# Snowpocalypse Russia



## sectlandscaping (Sep 7, 2009)

While the snowstorms have caused inconvenience for large population centers in western Russia, they have been life-threatening further east in the country. The polar circle city of Norilsk has been buried under 10 feet of snow - entire apartment blocks, markets, stores and offices were buried under snow overnight.

Banks of snow were as high as two people put together, reaching the second-story windows of some apartment buildings. Cars, stores, garages were blocked. Norilsk metropolitan workers were forced to dig passageways through the snow banks to create access between the outside world and the barricaded city.





































http://rt.com/news/winter-snow-russia-weather-275/


----------



## aperfcrcle (Feb 9, 2010)

in Soviet Russia, snow plows you.


----------



## heavyiron (Dec 7, 2007)

Damned global climate change....


----------



## Holland (Aug 18, 2010)

They can have it!


----------



## Mark13 (Dec 3, 2006)

Holland;1573426 said:


> They can have it!


I'd take the snow. Spread from the beginning of December till about mid March.


----------



## Advantage (Nov 7, 2007)

aperfcrcle;1572695 said:


> in Soviet Russia, snow plows you.


HaHa.

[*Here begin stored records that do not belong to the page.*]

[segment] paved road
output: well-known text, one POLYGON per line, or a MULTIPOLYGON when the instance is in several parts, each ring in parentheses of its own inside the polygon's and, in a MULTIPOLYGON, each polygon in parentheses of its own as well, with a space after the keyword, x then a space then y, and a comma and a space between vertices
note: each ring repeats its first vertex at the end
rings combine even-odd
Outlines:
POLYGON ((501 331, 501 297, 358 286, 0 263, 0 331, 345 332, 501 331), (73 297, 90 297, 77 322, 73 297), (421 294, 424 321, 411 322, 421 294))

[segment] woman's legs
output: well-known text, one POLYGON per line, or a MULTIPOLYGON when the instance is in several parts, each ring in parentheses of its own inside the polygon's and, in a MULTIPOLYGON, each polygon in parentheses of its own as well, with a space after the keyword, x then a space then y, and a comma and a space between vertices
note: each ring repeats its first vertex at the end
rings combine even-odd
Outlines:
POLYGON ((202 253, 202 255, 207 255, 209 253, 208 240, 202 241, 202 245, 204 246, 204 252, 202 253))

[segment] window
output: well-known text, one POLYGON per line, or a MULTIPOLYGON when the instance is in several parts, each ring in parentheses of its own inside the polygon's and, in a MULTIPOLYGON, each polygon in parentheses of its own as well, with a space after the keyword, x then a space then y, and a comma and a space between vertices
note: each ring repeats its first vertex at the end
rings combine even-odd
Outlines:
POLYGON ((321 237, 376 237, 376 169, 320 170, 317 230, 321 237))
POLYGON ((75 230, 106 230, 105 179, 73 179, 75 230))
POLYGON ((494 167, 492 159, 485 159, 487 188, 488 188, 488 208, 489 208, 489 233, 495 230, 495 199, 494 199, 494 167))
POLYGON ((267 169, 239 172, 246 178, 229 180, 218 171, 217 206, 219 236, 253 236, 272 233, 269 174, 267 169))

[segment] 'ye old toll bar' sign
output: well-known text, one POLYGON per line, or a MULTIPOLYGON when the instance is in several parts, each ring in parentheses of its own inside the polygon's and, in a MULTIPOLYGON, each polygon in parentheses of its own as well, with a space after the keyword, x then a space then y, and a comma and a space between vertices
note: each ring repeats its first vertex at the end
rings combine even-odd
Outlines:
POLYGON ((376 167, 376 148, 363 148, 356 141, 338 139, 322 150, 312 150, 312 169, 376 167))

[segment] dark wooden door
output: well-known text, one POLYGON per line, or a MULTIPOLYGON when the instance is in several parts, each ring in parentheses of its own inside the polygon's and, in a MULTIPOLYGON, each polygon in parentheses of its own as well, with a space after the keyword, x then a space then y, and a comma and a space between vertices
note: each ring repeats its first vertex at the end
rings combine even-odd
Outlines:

There has to be a Chuck Norris correlation here some where.


----------



## Raymond S. (Jan 8, 2008)

Somewhere there's a property manager threatening a contractor cause his lot wasn't cleared at 8:00AM


----------



## Dogplow Dodge (Jan 23, 2012)

Well, that's just too much snow for me.

I'll enjoy my 17* F weather with no snow vs trying to dig out my home with a loader.

Unreal !

Link to the story....

http://rt.com/news/winter-snow-russia-weather-275/


----------



## awgolasplowing (Jan 29, 2012)

I'll take some of that!!!!!!!!!!!!. been looking for a reason to justifiy a loader to the wife.Thumbs Up


----------



## FordFisherman (Dec 5, 2007)

So..., even if that guy gets his car dug out, where's he gonna go?


----------



## theholycow (Nov 29, 2002)

FordFisherman;1577280 said:


> So..., even if that guy gets his car dug out, where's he gonna go?


There's probably plenty of reasons to dig the car out besides driving it. When the loader comes by, the car is less likely to get crushed. Probably not good for the car to be that buried regardless. If you don't dig it out before the snow melts then it could be a real problem.


----------